When every competitor in your category uses the same three words — innovative, scalable, trusted — messaging alone doesn't create preference. It creates noise that sounds like everyone else's noise. Buyers tune it out because they've learned to.
This isn't a failure of craft. It's a failure of foundation.
What positioning does.
Positioning answers a different set of questions. Not what do we do? but why does that matter to this specific buyer, in this specific moment, given what else they could do instead?
Positioning is a strategic choice about where you compete, who you're for, and what you're willing to not be. It's the decision underneath the messaging — the thing that tells you what to say, what to leave out, and what to stand behind when a prospect pushes back.
A company with a real position doesn't just have an answer to why you? They have an answer that lands differently than everyone else's answer. It's specific. It's defensible. And it doesn't require three follow-up meetings to explain.
Messaging describes. Positioning differentiates. Most B2B companies have invested in the former without doing the work of the latter.

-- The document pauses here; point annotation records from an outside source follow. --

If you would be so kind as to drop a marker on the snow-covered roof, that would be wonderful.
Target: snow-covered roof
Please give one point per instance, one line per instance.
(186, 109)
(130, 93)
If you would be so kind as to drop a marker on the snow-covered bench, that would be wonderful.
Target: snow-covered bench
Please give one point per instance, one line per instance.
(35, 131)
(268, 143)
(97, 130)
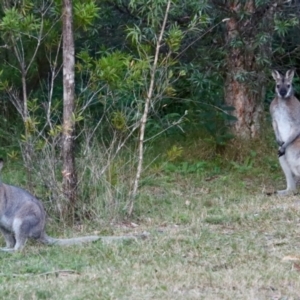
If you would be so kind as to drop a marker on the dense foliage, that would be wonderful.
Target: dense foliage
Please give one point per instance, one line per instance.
(116, 42)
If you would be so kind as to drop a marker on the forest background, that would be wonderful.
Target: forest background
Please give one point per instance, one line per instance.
(164, 129)
(151, 79)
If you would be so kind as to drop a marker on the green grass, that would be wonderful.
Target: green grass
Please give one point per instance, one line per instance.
(214, 234)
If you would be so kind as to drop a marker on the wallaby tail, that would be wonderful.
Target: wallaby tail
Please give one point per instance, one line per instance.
(48, 240)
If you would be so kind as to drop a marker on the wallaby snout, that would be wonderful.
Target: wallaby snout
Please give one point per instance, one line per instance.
(284, 83)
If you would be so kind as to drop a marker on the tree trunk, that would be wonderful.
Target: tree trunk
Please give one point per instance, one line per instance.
(241, 90)
(245, 78)
(69, 171)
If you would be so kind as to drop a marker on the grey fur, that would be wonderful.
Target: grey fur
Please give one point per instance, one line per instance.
(285, 112)
(22, 216)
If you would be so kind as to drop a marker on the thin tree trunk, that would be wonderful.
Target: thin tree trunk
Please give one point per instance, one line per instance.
(245, 78)
(69, 171)
(145, 113)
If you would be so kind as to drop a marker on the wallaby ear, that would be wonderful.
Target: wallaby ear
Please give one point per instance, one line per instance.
(289, 75)
(276, 75)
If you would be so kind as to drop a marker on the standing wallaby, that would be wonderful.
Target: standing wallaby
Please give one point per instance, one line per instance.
(22, 216)
(285, 112)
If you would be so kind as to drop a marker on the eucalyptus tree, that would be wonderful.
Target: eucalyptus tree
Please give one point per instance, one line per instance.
(249, 34)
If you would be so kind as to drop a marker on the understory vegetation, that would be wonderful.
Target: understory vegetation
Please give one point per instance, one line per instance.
(172, 138)
(216, 230)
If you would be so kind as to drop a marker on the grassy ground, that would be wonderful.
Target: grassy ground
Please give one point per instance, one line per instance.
(215, 233)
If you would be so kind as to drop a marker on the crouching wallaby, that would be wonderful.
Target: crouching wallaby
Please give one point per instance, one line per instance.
(285, 112)
(22, 216)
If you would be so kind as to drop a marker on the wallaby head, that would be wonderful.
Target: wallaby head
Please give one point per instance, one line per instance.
(284, 87)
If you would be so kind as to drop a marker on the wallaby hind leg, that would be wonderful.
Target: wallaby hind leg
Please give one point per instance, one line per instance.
(290, 179)
(21, 229)
(9, 238)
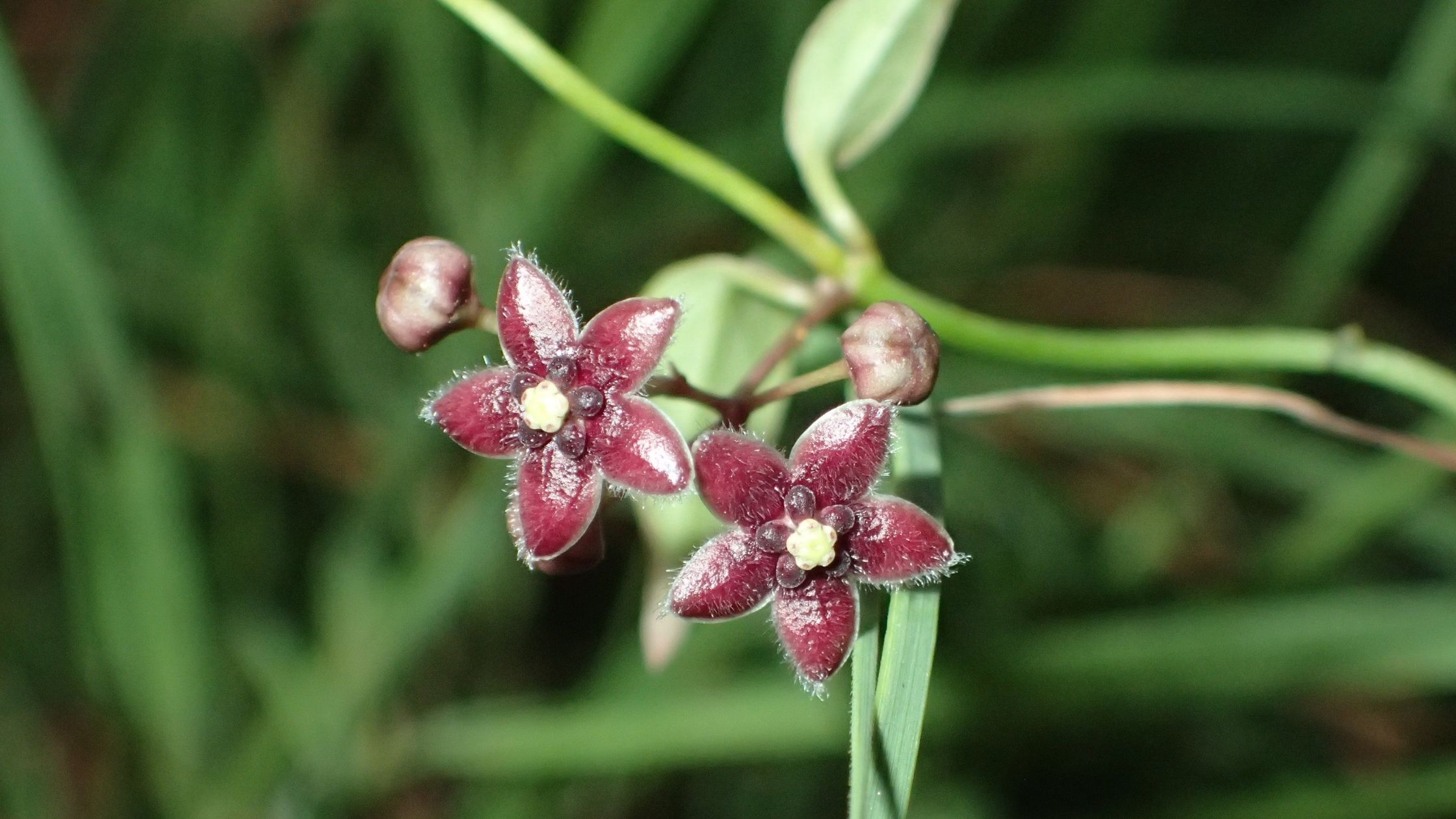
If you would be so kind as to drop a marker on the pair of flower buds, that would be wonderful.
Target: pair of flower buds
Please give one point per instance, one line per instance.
(567, 407)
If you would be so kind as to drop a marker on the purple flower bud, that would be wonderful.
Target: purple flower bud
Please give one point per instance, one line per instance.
(422, 293)
(893, 354)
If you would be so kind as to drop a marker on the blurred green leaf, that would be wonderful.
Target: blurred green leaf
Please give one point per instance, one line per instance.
(702, 727)
(1375, 642)
(725, 328)
(116, 480)
(857, 75)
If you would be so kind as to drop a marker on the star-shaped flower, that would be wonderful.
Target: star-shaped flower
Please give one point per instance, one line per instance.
(567, 408)
(807, 531)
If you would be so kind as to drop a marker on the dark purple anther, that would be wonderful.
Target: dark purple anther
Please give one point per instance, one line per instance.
(586, 401)
(562, 369)
(573, 437)
(533, 437)
(772, 537)
(788, 573)
(838, 518)
(800, 503)
(520, 382)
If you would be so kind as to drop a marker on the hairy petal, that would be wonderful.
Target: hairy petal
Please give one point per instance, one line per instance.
(535, 318)
(584, 554)
(842, 454)
(894, 541)
(640, 448)
(725, 577)
(555, 500)
(623, 343)
(480, 413)
(740, 478)
(817, 624)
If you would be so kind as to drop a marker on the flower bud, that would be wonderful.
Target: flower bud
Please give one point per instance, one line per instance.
(424, 292)
(893, 354)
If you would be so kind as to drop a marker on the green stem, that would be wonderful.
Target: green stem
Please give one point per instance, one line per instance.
(1279, 350)
(651, 140)
(1342, 353)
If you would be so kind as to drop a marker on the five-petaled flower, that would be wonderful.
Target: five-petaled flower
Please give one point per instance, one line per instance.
(567, 408)
(807, 531)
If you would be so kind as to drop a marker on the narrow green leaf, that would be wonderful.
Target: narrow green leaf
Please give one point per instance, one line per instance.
(857, 75)
(865, 670)
(880, 786)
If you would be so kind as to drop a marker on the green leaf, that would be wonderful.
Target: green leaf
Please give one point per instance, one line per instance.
(725, 330)
(880, 785)
(857, 75)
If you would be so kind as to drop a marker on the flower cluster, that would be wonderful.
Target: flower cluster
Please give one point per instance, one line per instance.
(568, 408)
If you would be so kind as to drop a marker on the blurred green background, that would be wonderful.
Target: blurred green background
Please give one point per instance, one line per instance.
(242, 579)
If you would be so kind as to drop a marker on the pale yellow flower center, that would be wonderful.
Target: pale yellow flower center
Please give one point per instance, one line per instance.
(545, 407)
(813, 544)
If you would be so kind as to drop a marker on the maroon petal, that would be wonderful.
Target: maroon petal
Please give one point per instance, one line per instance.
(817, 624)
(555, 500)
(584, 554)
(742, 480)
(896, 541)
(480, 413)
(535, 318)
(725, 577)
(640, 448)
(623, 343)
(842, 454)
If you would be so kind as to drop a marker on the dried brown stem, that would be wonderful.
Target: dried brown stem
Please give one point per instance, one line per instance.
(829, 374)
(1204, 394)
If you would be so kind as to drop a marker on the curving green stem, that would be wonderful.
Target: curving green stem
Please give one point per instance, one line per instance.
(1289, 350)
(1171, 350)
(548, 68)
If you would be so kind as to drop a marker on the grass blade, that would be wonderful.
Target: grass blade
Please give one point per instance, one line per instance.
(881, 785)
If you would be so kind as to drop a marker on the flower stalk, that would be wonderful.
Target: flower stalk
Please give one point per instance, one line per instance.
(1277, 350)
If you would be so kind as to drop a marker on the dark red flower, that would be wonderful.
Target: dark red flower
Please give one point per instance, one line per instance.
(567, 408)
(807, 531)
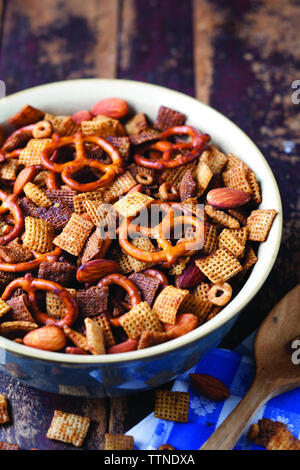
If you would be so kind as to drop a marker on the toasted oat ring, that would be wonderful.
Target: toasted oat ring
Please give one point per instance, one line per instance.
(67, 169)
(144, 178)
(214, 294)
(122, 281)
(168, 148)
(168, 192)
(9, 203)
(31, 285)
(30, 265)
(169, 252)
(42, 130)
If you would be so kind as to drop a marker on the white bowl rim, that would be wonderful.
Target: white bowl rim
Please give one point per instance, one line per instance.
(228, 313)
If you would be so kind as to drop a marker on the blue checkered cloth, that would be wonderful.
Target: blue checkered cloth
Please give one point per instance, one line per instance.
(236, 370)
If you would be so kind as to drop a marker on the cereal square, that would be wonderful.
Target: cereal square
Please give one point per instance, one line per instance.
(172, 406)
(68, 427)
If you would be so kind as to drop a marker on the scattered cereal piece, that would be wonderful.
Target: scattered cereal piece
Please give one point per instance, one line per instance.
(61, 272)
(229, 241)
(132, 204)
(220, 266)
(237, 178)
(4, 308)
(203, 176)
(221, 217)
(168, 302)
(31, 154)
(198, 302)
(4, 418)
(8, 446)
(215, 159)
(104, 323)
(38, 235)
(68, 427)
(36, 195)
(118, 442)
(94, 336)
(259, 224)
(19, 309)
(74, 235)
(172, 406)
(168, 117)
(139, 319)
(27, 115)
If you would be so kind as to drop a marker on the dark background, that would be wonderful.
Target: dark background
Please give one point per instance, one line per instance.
(239, 56)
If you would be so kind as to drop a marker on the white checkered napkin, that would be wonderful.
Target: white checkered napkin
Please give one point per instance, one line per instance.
(68, 427)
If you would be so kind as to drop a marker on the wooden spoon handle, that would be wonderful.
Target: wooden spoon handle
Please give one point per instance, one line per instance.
(227, 434)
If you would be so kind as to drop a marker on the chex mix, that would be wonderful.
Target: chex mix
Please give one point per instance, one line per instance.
(119, 234)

Why most companies skip it.
Positioning is harder than messaging. It requires saying no — to certain buyers, certain use cases, certain claims you could technically make but shouldn't. It requires a point of view that someone might disagree with. It requires the organization to align around a story before that story goes external.
Most companies avoid this work because it feels risky. What if we're wrong? What if we leave buyers out?
The real risk is the opposite. Broad positioning doesn't protect you from losing deals — it guarantees you'll be evaluated purely on price and familiarity. When you're impossible to distinguish, the buyer defaults to whoever they've heard of longest or whoever bids lowest.
That's not a market position. That's a commodity trap.
The test.
Here's a quick way to know which side of this line you're on.
Ask five people on your leadership team — separately — to answer this question in one sentence: Who is this company for, and what do we do better than anyone else for that person?
If you get five different answers, you don't have a position. You have five people doing their best with incomplete information.
If you get one answer, but it sounds like it could belong to any of your competitors, you have messaging without a position.
The goal is one answer that's both true and unmistakably yours — the kind that makes the right buyer feel seen and makes the wrong buyer self-select out.
What it takes to get there.
Positioning isn't a copywriting exercise. You can't fix it by hiring a better writer or redesigning the website. Those investments compound when the foundation is right. When it's not, they just dress up the confusion.
Getting to a real position requires going upstream: clarifying who the best buyer actually is, articulating what they're struggling with before they find you, and naming the thing you do that no one else does quite the same way.
Then — and only then — does messaging become powerful. Because now the words are backed by something real. They carry the weight of a decision, not just the hope of differentiation.
That's the difference between a company that sounds good and a company that sticks.